On note également une parfaite synchronisation entre la musique et les jeux de lumières. La qualité du son est excellente et le service irréprochable. La Société des Arts Technologiques remplit donc admirablement son contrat d’hôte et peut porter son nom haut et fort.

L’ambiance, néanmoins, est loin de celle que l’on peut trouver dans une corrida madrilène un joli jour de juillet. Le public est attentif et complaisant. Certains spectateurs s’adonnent à quelque pas de danse endiablés lorsqu’une de leur chanson préférée retentit, mais le tout reste frileux. L’ouïe est satisfaite mais le cœur n’y est pas. D’ailleurs, pas de rappel lorsque les ultimes notes du dernier morceau retentissent dans la pièce. Toro y moi nous dit : « Goodbye Montréal » à travers son microphone et nous lui rendons la pareille.

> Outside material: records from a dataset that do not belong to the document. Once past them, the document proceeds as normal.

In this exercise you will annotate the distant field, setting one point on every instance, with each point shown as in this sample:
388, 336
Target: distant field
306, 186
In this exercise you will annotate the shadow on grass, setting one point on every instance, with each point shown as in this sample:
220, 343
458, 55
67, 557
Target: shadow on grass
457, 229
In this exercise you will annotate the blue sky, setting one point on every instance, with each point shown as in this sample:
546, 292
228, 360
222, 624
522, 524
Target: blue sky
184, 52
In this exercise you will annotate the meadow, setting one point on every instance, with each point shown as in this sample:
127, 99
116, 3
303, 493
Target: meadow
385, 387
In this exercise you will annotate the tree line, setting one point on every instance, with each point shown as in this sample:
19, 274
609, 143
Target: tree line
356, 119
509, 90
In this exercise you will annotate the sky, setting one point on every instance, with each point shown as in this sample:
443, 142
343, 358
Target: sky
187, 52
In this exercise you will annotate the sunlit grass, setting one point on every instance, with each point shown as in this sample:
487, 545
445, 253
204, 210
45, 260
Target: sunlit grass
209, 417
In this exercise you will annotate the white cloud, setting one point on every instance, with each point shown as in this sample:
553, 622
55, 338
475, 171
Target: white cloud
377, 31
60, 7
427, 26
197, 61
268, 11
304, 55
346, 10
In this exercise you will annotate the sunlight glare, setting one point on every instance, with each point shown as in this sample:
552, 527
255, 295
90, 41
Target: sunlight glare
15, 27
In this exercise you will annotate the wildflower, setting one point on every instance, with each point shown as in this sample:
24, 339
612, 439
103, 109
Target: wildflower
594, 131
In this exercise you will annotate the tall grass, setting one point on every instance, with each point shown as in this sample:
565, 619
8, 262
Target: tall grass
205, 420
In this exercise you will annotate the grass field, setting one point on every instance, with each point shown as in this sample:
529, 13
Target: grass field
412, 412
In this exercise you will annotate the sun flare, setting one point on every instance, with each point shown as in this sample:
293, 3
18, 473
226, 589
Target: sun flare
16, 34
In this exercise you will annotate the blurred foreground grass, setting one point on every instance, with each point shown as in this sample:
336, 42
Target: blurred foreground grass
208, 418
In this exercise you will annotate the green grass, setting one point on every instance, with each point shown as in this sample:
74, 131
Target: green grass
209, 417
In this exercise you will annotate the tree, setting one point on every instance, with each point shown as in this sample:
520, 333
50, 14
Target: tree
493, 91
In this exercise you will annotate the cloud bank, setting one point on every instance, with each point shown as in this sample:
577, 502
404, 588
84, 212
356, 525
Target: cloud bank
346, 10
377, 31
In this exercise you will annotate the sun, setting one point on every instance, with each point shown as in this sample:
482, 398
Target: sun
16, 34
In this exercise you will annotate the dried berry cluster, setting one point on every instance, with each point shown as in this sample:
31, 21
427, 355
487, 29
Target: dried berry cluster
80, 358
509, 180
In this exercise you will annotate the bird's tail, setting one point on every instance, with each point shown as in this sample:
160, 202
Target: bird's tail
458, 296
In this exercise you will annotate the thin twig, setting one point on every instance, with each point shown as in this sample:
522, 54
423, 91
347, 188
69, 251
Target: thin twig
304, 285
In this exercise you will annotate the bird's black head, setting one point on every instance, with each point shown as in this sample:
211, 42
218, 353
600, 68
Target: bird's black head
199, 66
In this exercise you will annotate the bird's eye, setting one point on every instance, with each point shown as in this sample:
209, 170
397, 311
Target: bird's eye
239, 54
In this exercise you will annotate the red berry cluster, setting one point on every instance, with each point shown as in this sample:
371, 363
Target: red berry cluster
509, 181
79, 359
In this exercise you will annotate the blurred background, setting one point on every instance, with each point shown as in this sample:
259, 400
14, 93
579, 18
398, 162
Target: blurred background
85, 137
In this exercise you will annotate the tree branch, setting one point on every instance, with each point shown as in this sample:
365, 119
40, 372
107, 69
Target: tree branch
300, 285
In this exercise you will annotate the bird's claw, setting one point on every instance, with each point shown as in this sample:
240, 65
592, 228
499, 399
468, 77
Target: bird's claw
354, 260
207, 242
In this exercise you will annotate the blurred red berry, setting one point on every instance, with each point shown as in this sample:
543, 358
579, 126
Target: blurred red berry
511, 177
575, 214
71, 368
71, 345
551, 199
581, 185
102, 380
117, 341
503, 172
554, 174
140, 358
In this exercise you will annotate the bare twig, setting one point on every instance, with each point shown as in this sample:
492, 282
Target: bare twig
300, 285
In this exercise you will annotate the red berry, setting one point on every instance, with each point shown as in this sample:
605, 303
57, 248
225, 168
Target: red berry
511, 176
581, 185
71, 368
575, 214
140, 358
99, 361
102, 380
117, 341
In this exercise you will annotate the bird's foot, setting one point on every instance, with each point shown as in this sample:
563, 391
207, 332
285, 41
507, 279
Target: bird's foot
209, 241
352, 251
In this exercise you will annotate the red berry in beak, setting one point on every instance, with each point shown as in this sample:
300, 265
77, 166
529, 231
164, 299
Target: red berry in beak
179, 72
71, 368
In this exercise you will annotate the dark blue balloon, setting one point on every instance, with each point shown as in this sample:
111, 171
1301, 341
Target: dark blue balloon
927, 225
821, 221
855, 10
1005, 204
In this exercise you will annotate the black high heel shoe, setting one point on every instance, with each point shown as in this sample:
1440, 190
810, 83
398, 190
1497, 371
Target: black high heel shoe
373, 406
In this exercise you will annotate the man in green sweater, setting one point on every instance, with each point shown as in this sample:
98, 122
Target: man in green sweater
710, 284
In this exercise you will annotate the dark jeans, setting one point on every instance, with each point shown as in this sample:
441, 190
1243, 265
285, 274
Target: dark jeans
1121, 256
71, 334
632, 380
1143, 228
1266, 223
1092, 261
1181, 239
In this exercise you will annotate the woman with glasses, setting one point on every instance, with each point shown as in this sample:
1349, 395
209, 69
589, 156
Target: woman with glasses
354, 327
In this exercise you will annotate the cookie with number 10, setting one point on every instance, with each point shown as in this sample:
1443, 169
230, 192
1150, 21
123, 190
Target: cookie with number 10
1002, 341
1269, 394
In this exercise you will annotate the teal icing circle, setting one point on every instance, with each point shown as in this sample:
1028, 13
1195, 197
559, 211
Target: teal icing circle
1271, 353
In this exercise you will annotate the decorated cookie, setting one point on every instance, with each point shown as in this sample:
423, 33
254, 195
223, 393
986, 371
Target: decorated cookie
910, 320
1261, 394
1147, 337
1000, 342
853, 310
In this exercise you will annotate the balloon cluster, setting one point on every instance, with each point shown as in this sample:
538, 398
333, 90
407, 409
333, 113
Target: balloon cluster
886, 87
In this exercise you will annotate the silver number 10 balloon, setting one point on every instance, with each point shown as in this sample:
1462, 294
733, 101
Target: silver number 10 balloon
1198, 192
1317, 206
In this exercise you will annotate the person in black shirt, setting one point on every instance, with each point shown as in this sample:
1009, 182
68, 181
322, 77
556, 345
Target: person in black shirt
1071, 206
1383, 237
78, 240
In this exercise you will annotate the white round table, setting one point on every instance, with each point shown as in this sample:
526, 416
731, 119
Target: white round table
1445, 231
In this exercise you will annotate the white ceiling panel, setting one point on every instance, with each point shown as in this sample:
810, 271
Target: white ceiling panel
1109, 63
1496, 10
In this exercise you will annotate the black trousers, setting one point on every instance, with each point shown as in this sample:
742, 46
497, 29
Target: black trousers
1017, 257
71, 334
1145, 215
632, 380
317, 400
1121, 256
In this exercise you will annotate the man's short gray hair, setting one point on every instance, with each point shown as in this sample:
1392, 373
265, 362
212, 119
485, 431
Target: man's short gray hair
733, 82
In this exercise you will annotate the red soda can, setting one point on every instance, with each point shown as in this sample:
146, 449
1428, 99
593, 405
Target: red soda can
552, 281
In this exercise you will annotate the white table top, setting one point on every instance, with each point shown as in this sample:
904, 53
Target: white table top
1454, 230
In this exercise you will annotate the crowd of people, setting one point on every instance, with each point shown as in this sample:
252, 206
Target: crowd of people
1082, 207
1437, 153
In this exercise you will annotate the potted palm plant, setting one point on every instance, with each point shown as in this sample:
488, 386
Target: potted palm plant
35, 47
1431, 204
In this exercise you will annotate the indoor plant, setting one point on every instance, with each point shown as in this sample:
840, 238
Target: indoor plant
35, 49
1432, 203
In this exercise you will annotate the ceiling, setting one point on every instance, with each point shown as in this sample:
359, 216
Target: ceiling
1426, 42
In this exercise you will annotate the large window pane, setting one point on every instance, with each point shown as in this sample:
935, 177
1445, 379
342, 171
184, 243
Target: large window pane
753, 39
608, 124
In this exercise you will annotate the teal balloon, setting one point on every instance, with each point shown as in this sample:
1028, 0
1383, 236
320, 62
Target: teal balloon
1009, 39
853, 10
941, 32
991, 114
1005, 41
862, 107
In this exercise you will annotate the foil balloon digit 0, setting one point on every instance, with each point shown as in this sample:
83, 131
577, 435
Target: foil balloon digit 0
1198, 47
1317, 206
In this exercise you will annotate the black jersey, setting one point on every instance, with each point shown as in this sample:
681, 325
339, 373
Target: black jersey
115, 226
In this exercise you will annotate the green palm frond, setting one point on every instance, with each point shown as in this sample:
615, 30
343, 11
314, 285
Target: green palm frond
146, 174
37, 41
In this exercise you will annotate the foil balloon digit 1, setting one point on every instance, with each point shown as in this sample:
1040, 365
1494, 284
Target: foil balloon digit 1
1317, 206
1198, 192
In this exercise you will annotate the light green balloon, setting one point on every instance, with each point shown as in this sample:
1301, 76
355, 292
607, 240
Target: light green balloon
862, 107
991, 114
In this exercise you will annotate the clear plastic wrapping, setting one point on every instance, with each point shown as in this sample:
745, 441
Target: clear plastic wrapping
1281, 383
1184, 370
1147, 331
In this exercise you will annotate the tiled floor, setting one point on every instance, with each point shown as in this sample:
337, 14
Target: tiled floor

Chaleureuse mais sans extravagance, la représentation donnée par l’artiste émergeant et plein de potentiel ne dégageait cependant pas la puissance d’une corrida bien rôdée. Le manque de soleil en cette fin d’octobre est une explication possible, une musique encore naissante en est une autre, un public paisible une dernière. Malgré tout, le taureau vit encore, et on suivra de près son chemin vers le déclin, ou la gloire.